Not Just Another DotCom U

If that happens, MIT may well spur a new evolutionary phase in online education. And it will have done so almost by accident. When the institution's Council on Educational Technology first began mulling MIT's role in e-learning, it explored the profit-making potential of online courses, just as other universities have done.

But the group ultimately decided against going DotCom. The reason? Members felt that "an open university culture" would clash with MIT's status as a premiere residential research university, says faculty chair Lerman. "Then, somewhere in the deliberations, someone had a different idea," Lerman adds. "Rather than making money, what if we took a page from the open source software book and put all our materials online?"

Administrators, "loved the idea," says Lerman. They weren't so sure how faculty would respond, though, and knew that gaining faculty support was crucial. That much had been made clear several years back at UCLA, where some faculty felt pushed into creating Web pages for undergraduate courses.

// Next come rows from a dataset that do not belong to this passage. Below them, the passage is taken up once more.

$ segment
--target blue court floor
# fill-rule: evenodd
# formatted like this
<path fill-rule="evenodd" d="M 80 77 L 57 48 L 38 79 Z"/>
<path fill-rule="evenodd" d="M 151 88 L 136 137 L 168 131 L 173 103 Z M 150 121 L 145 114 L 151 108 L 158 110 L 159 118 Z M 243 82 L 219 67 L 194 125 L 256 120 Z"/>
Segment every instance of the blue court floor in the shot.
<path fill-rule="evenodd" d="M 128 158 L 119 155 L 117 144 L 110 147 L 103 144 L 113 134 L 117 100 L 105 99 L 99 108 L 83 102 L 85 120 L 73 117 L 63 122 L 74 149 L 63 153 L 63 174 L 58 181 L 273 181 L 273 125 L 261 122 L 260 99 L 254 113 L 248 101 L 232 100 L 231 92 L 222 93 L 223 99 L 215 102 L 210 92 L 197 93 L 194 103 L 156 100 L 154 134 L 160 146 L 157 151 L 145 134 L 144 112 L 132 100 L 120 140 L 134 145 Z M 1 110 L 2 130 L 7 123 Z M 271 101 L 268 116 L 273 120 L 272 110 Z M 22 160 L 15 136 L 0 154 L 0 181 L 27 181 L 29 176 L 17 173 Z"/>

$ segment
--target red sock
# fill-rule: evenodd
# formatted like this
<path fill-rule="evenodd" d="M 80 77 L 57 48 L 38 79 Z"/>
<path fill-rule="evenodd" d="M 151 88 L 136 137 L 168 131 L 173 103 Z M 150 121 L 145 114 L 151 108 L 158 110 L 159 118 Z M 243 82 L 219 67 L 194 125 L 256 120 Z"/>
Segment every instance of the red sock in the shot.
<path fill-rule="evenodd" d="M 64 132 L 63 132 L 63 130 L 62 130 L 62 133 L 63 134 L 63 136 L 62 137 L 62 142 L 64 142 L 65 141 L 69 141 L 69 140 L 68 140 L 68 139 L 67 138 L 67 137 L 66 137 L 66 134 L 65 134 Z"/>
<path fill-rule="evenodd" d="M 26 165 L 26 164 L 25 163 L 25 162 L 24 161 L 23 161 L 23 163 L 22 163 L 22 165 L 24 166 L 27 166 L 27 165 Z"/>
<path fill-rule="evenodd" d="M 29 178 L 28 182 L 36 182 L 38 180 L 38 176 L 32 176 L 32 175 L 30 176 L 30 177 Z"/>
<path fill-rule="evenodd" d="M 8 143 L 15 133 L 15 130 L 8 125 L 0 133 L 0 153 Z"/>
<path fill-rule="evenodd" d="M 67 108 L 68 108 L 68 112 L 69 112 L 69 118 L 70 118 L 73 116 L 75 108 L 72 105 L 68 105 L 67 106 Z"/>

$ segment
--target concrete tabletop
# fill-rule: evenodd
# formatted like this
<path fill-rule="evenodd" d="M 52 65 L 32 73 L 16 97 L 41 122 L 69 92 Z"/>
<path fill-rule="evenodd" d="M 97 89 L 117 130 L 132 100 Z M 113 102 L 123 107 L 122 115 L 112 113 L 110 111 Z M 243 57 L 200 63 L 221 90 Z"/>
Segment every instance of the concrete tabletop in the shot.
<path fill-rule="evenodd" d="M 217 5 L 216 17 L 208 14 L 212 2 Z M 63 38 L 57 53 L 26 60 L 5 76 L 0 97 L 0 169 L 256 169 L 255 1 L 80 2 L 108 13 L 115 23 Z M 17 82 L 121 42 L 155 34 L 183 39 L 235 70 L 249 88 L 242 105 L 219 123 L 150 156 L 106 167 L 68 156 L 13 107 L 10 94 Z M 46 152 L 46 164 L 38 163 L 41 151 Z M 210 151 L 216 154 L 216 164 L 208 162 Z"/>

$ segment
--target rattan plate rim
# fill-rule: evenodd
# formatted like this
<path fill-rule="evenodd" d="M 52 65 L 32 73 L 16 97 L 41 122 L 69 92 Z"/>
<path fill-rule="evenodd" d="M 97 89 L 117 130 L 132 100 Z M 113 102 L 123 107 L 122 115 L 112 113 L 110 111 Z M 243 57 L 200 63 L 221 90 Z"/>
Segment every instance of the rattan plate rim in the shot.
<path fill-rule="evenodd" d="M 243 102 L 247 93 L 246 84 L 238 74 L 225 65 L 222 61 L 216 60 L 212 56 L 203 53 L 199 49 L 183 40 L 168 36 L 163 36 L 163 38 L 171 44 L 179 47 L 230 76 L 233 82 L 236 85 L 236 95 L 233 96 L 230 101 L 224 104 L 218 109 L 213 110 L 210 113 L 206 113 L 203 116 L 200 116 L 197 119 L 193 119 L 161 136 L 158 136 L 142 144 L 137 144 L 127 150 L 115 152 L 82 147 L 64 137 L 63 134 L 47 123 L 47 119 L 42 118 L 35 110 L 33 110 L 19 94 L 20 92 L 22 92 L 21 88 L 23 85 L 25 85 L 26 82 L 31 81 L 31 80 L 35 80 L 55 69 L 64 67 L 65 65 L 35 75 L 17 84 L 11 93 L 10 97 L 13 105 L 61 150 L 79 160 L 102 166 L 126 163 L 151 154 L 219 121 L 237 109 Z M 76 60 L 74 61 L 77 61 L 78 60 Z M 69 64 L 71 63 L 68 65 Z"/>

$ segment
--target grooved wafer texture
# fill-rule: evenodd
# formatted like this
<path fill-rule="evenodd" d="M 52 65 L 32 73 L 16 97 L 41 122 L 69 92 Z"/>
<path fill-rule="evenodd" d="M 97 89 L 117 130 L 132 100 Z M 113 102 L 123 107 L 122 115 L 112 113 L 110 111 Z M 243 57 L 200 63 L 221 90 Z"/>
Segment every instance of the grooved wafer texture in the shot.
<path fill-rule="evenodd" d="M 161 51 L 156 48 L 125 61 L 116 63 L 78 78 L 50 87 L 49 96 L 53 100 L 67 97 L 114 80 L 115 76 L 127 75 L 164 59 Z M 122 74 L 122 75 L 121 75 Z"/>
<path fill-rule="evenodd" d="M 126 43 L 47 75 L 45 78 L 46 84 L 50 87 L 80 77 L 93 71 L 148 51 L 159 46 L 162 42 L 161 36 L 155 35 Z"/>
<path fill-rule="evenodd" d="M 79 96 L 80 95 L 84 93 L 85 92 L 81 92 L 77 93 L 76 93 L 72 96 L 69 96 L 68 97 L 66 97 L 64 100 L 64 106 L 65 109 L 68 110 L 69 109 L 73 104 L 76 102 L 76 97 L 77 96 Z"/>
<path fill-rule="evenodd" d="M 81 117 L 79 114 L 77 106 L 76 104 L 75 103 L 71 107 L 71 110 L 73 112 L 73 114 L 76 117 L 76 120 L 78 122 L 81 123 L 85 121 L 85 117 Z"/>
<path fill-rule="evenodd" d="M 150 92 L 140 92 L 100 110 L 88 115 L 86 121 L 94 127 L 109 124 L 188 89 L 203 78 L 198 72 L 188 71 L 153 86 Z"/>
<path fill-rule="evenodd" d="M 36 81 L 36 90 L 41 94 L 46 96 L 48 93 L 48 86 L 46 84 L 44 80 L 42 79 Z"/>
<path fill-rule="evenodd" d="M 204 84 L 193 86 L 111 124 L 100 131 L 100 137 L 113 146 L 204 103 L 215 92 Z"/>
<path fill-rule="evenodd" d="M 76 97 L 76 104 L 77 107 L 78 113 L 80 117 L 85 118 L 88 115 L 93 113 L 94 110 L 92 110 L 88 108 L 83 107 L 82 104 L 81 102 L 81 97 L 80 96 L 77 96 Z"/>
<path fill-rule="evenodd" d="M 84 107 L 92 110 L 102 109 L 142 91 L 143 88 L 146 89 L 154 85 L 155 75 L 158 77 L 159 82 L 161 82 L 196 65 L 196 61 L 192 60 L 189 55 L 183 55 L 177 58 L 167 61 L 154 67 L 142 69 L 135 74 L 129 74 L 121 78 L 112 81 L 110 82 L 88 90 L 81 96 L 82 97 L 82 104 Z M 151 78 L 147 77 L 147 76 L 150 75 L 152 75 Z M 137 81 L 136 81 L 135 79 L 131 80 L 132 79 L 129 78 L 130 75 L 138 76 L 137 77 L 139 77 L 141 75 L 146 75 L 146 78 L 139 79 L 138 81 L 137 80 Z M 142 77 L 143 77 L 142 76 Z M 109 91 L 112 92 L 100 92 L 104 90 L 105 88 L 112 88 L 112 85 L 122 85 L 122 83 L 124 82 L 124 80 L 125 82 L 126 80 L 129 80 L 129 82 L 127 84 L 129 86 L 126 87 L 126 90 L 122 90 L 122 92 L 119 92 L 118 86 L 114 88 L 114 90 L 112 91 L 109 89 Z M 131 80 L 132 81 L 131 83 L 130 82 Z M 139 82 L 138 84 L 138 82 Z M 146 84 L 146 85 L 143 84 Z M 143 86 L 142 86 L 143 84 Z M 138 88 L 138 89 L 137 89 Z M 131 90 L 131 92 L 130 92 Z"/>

Courting Faculty, Clearing Hurdles

MIT avoided UCLA's mistake by launching a broad consensus-building effort among faculty. Several factors have helped the university secure faculty support, says Lerman. For one thing, project participation is voluntary, although MIT's hope is to win full involvement eventually. More importantly, perhaps, the university is offering major financial backing—$100 million—for the 10-year project to relieve faculty of the burden of development.

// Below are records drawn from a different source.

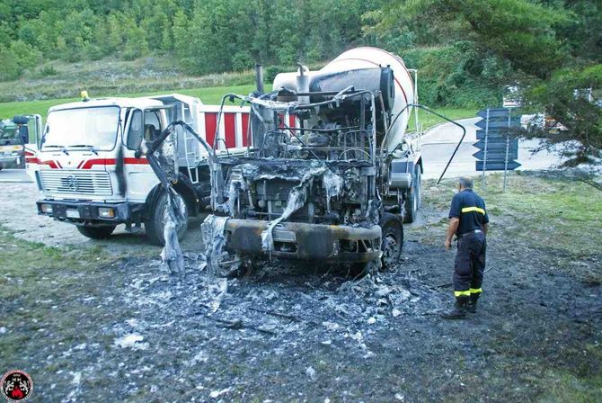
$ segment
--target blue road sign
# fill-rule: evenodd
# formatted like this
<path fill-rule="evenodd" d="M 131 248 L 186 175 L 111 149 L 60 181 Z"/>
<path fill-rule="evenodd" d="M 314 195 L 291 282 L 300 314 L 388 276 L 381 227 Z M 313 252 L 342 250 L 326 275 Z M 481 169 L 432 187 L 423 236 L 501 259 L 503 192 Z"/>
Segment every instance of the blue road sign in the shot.
<path fill-rule="evenodd" d="M 480 150 L 473 154 L 476 159 L 485 159 L 485 151 Z M 509 148 L 508 150 L 508 160 L 517 159 L 518 157 L 518 148 Z M 489 166 L 490 163 L 495 162 L 505 162 L 506 161 L 506 148 L 494 148 L 491 149 L 487 148 L 487 166 Z"/>
<path fill-rule="evenodd" d="M 484 138 L 478 140 L 476 143 L 473 144 L 479 149 L 485 149 L 485 139 Z M 506 149 L 506 138 L 505 137 L 489 137 L 487 138 L 487 149 L 491 148 L 504 148 Z M 518 139 L 510 139 L 510 148 L 518 148 Z"/>
<path fill-rule="evenodd" d="M 508 116 L 510 112 L 510 110 L 508 108 L 490 108 L 489 109 L 489 118 L 500 118 L 502 116 Z M 482 119 L 487 119 L 487 109 L 482 109 L 476 112 L 477 116 L 482 117 Z"/>
<path fill-rule="evenodd" d="M 477 128 L 484 130 L 488 125 L 487 125 L 487 120 L 483 119 L 482 121 L 477 121 L 474 123 L 474 125 Z M 520 126 L 520 116 L 517 115 L 511 116 L 510 117 L 510 127 L 518 127 Z M 491 131 L 491 129 L 500 129 L 504 128 L 508 130 L 508 118 L 506 119 L 501 119 L 501 120 L 489 120 L 489 130 Z"/>
<path fill-rule="evenodd" d="M 490 140 L 491 139 L 503 139 L 506 141 L 506 136 L 508 136 L 508 128 L 489 128 L 487 137 Z M 476 130 L 476 139 L 481 140 L 485 139 L 485 130 L 484 129 L 479 129 Z"/>
<path fill-rule="evenodd" d="M 504 166 L 506 166 L 505 161 L 490 161 L 489 158 L 487 159 L 487 166 L 485 167 L 486 171 L 503 171 Z M 520 166 L 520 164 L 518 164 L 517 161 L 508 161 L 508 169 L 512 170 L 512 169 L 517 169 L 518 166 Z M 482 171 L 482 161 L 476 161 L 476 170 L 477 171 Z"/>

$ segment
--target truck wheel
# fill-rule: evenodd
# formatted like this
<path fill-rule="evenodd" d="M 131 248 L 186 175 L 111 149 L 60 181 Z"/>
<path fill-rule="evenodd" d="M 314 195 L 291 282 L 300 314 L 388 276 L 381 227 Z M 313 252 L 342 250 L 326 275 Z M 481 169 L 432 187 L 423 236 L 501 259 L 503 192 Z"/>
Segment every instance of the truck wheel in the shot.
<path fill-rule="evenodd" d="M 405 193 L 403 203 L 403 222 L 414 222 L 418 214 L 418 194 L 416 194 L 416 181 L 413 181 L 412 188 Z"/>
<path fill-rule="evenodd" d="M 381 219 L 381 228 L 383 228 L 380 246 L 383 251 L 381 260 L 383 269 L 386 270 L 394 267 L 399 262 L 403 247 L 403 227 L 396 216 L 385 213 Z"/>
<path fill-rule="evenodd" d="M 179 197 L 181 197 L 178 195 Z M 167 193 L 161 192 L 161 195 L 157 198 L 155 207 L 150 211 L 150 217 L 145 220 L 145 229 L 146 230 L 146 237 L 152 245 L 157 246 L 164 246 L 165 245 L 165 238 L 164 237 L 164 214 L 167 208 Z M 178 239 L 181 240 L 184 237 L 186 229 L 188 228 L 188 206 L 184 202 L 184 223 L 178 228 Z"/>
<path fill-rule="evenodd" d="M 418 199 L 416 206 L 416 210 L 418 210 L 422 206 L 422 173 L 418 166 L 416 166 L 416 199 Z"/>
<path fill-rule="evenodd" d="M 84 237 L 89 237 L 91 239 L 106 239 L 115 230 L 115 226 L 103 226 L 103 227 L 85 227 L 83 225 L 77 226 L 77 230 Z"/>

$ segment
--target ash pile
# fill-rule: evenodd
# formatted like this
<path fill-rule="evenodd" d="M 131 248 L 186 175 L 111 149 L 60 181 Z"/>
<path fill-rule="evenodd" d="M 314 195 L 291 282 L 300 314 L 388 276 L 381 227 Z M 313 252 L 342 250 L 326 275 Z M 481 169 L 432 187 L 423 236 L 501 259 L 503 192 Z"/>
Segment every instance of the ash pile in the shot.
<path fill-rule="evenodd" d="M 129 320 L 146 326 L 120 324 L 117 336 L 135 331 L 141 343 L 152 344 L 154 329 L 167 324 L 179 334 L 203 329 L 204 338 L 230 340 L 235 349 L 236 340 L 270 338 L 278 348 L 336 343 L 369 357 L 375 353 L 367 337 L 394 328 L 404 317 L 438 314 L 448 302 L 403 265 L 360 279 L 306 262 L 262 262 L 238 278 L 216 276 L 207 267 L 203 255 L 187 254 L 181 280 L 159 262 L 146 264 L 124 295 L 137 313 Z"/>

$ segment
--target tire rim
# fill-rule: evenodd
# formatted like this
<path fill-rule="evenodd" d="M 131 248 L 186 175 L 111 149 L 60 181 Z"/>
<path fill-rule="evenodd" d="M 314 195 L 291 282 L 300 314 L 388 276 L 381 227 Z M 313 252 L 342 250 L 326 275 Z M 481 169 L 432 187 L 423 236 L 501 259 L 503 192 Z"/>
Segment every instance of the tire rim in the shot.
<path fill-rule="evenodd" d="M 392 235 L 385 237 L 383 242 L 383 265 L 385 267 L 391 267 L 396 262 L 399 244 Z"/>

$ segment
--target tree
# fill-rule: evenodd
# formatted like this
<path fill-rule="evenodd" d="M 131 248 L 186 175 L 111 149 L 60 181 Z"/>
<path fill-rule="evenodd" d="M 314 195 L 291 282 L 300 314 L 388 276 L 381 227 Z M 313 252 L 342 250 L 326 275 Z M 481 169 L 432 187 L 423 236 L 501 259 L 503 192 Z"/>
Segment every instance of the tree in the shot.
<path fill-rule="evenodd" d="M 508 64 L 501 80 L 519 83 L 530 108 L 544 110 L 569 129 L 545 139 L 550 146 L 570 144 L 566 165 L 575 166 L 602 157 L 600 107 L 575 95 L 602 85 L 601 14 L 602 5 L 593 0 L 397 0 L 371 17 L 378 18 L 372 30 L 380 35 L 404 23 L 438 26 L 451 40 L 472 42 L 478 58 Z"/>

Even without all that funding support, the project would no doubt be easier to undertake at technical MIT—where many professors already post course materials online—than it would elsewhere, says Lev Gonick, chief technology officer at California State University at Monterey Bay. "There is a sense that this will not be a significant 'fork lifting' effort on the part of the MIT campus," Gonick says. "There's already a lot online there. Other universities would need a much bigger fork lift."

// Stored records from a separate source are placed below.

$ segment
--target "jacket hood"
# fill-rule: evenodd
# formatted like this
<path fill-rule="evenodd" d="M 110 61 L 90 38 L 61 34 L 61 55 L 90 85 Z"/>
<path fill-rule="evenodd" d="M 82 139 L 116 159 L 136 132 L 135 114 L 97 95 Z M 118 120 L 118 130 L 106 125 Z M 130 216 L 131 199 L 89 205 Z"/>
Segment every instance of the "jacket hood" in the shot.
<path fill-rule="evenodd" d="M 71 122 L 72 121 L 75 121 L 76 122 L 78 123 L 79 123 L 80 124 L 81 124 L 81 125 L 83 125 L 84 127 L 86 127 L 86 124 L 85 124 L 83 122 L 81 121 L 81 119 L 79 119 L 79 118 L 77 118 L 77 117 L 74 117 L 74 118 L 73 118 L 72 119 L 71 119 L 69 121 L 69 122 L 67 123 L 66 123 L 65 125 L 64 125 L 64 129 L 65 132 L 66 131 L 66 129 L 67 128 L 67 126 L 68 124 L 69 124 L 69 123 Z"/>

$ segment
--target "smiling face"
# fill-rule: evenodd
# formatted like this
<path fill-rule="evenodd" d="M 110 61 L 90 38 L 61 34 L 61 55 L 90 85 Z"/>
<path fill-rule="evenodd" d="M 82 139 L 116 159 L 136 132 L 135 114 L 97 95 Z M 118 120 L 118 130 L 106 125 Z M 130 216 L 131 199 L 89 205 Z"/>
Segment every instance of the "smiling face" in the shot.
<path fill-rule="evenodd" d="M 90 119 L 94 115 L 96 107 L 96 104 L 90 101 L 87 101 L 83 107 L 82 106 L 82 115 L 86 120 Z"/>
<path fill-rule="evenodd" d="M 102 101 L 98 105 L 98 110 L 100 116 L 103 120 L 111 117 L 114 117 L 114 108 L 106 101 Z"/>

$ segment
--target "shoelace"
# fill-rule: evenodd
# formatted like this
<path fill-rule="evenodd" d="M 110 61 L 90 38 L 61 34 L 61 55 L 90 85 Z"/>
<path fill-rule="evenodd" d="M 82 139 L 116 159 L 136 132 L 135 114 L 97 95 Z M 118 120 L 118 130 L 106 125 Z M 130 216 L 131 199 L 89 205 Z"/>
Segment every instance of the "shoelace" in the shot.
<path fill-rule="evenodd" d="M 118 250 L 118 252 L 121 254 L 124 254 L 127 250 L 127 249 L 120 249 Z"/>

Still, some professors oppose the project, voicing several reservations. Topping the list is concern that universal Web pages may compromise intellectual property, says Lerman. In response, administrators have assured faculty that what they create, they own and can share as they please. But copyrighted material they don't own will need to be off limits to the public. "So professors will either need two different Web sites, or we'll need to restrict public access to some parts of the site," says Lerman.

Yet another design challenge is fitting a single Web format to different types of courses, says project spokesperson Patti Richards. "How do you make a format that is cohesive but flexible, but accommodates everything from an engineering lecture to humanities and architecture courses?" asks Richards.

Where the Value Is

That is for MIT to figure out. Meanwhile, other colleges and universities are trying to figure out what OpenCoureWare means for them. One effect may be that more universities—motivated by MIT's intellectual-property consensus—nail down their own policies, says Kenneth Green, director of the Campus Computing Project, a nationwide survey of technology use in higher education, based at Claremont Graduate University.

Another effect may be that more universities launch coordinated efforts to digitize course materials to stay competitive for students, alumni contributions, corporate services and the like, says Green. Or they may follow MIT's lead simply because they agree with the institution's philosophy that raw course materials alone do not make an online education, says Twigg of the RPI Center for Academic Transformation.

"The point is that the course materials themselves don't have much stand-alone value," Twigg says. "What does have value is having materials readily accessible to students."